I have a coloum that usaly only has 4 chars, but occationaly needs 120. The data in it is selected more oftern than it is updated. The book I have says there are differences but never gets around to explaining them.
Thanks,
Justin.
if later in the script you need to find out if it is empty and it wasn't initialized then make it blank or test if(!isset($var))
2 - I just use echo "stuff"
I have my html extension set up to parse php so for the most part I just close the ?> and then put the html in as is and then start the php again when I need to.
3 - I would use varchar(120) it adjusts to the size of the data and doesn't waste memory.
The bigger the HTML chunk, the more likely it is to be faster to escape from PHP. If you have a line of HTML, it's probably faster to just quote it. If it's several lines, it's faster to escape from PHP. Note, however, that you have to do about 1000 iterations to notice the differences using microtime to measure this. Overall, optimizing your SQL queries will give you so much more speed than worrying about this stuff. If you're curious though, according to my tests, running 1000 or 10000 iterations, you find
- "text" is actually marginally faster
than 'text'
- "There's a " . $variable . " here" is marginally faster than "There's a $variable here"

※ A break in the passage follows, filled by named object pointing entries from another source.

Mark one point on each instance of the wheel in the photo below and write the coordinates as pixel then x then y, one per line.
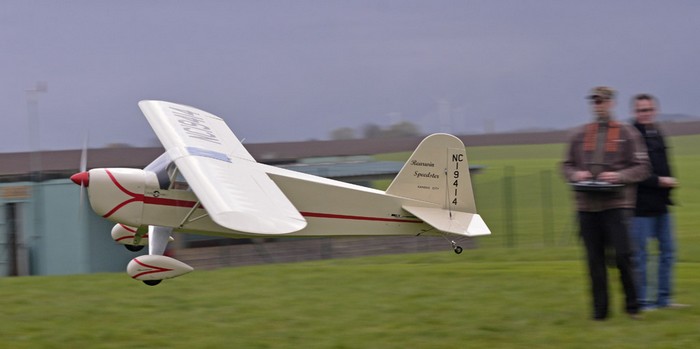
pixel 152 282
pixel 134 248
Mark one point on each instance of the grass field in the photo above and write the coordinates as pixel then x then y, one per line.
pixel 532 294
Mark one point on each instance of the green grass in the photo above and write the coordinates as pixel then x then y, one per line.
pixel 531 295
pixel 483 298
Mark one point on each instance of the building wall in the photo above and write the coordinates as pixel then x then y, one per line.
pixel 55 235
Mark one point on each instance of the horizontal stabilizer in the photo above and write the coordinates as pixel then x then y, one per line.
pixel 453 222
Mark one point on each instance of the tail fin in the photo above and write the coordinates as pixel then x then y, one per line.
pixel 437 173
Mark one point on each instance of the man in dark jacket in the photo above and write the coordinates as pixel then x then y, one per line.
pixel 604 161
pixel 652 218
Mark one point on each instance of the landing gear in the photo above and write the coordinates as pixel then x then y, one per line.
pixel 134 248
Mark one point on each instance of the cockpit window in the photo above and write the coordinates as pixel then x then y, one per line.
pixel 177 181
pixel 167 173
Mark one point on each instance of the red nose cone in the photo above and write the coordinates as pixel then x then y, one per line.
pixel 82 178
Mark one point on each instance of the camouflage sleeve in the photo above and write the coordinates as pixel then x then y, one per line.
pixel 571 160
pixel 639 168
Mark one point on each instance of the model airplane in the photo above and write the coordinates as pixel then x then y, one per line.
pixel 207 183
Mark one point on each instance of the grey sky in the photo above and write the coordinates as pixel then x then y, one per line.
pixel 294 70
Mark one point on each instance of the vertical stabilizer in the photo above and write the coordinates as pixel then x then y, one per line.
pixel 438 173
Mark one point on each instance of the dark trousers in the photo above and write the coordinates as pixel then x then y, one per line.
pixel 607 232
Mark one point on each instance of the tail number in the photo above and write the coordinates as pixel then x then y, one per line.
pixel 456 159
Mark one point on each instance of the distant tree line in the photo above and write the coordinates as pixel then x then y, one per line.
pixel 372 131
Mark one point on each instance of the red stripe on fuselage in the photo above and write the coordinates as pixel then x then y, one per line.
pixel 182 203
pixel 357 218
pixel 145 199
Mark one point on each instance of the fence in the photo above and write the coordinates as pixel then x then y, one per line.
pixel 522 208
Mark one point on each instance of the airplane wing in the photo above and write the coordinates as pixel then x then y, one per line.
pixel 454 222
pixel 235 192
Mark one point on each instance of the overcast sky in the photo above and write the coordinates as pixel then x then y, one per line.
pixel 295 70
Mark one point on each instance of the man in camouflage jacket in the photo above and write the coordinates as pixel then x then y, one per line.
pixel 611 152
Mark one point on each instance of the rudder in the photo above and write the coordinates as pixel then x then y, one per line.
pixel 437 172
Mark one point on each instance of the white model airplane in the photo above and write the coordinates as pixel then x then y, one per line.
pixel 207 183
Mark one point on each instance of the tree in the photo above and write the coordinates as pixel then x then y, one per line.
pixel 343 133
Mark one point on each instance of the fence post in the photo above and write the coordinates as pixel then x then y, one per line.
pixel 547 208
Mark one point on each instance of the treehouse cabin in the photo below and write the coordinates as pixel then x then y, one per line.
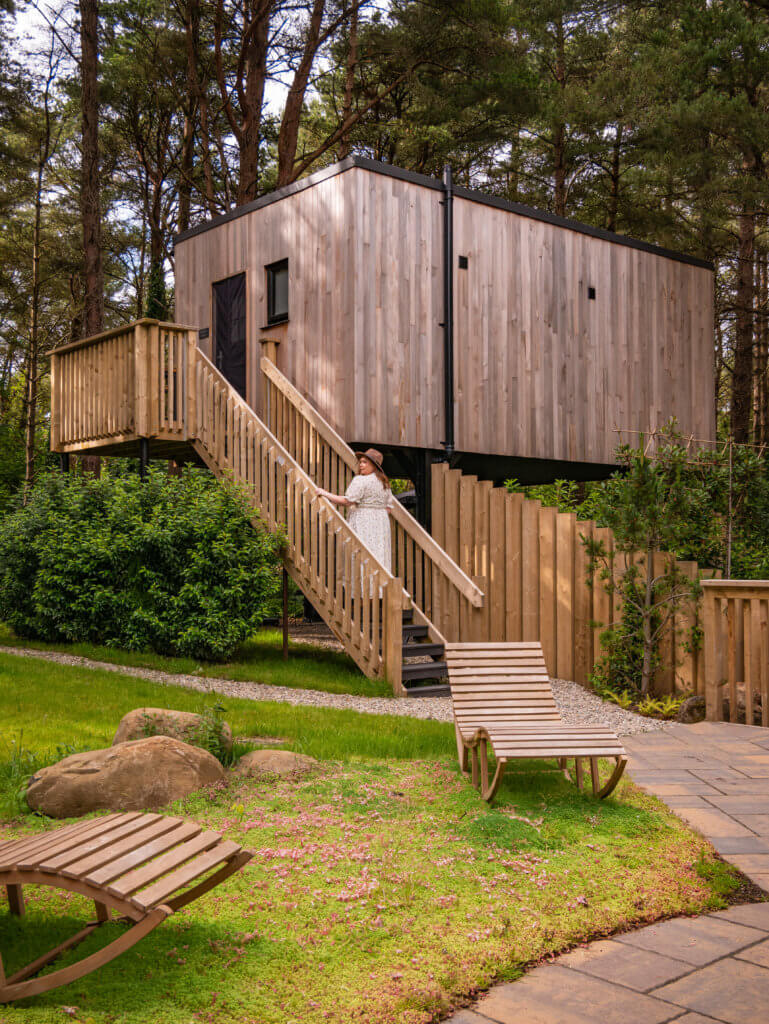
pixel 418 315
pixel 371 306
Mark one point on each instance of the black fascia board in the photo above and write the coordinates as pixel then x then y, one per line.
pixel 389 170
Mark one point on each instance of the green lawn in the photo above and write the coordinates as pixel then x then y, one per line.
pixel 258 660
pixel 382 890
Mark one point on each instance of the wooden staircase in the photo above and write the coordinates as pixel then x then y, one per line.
pixel 150 382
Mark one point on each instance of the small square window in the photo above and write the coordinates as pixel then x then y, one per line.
pixel 278 292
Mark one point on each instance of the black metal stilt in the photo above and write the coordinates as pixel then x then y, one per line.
pixel 143 457
pixel 285 615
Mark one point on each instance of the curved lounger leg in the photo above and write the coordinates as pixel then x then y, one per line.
pixel 488 792
pixel 475 764
pixel 462 751
pixel 620 763
pixel 34 986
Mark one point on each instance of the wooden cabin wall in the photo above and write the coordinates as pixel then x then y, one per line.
pixel 541 371
pixel 545 372
pixel 362 340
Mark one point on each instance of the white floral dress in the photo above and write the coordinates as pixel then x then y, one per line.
pixel 369 517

These differences are completely insignificant though and you should go for readability unless you are getting a million hits a day.
>When should I use varchar coloums in MySQL?
One other consideration. If you have big tables, an indexed char column may give you a big performance boost over varchar. You will use a lot of disk space but it may be worth it (though probably not). You can get your data then use trim() to get rid of the trailing spaces.
Tom
[zend.com ]
He gives you two methods
- Apache Bench for an entire script
- microtime() - not as accurate, but lets you isolate parts you want to measure
Cheers,
Tom
1). It is *not* necessary to have blank variables, but at the same time, it is a good practise, especially if leave the register_globals "on". For example, people can use some bogus URL to trick you, like
yoursite/yourscript.php?var=<script>document.location=blah;</script>
If you don't explicitly blank variable $var, $var will have the value from GET request, which when you echo it, it sends your visitor to somewhere else. With scripting, people can do much more harm than this...
Except that if you turn register_globals off, you won't have this problem, but you need to change your scripts to us $HTTP_[GET¦POST]_VARS. That means half of the scripts you downloaded and implemented on your site won't work :(
3). Using CHAR instead of VARCHAR helps the table row size to stay static, provided all your other columns have static size. A static row size is more efficient from RDBM's point of view, because it can easily jump to a row just by the index number. However, as someone has pointed previously, a 120-byte row with 116-byte blank is not efficient storage-wise.
I use MySQL, but I don't know much about its internals, however I'll usually suggest using VARCHAR in this case. And if you know that the majority of your records are 4 characters, you can just use the first 4 bytes to create the index to save the space further (and improve efficiency too).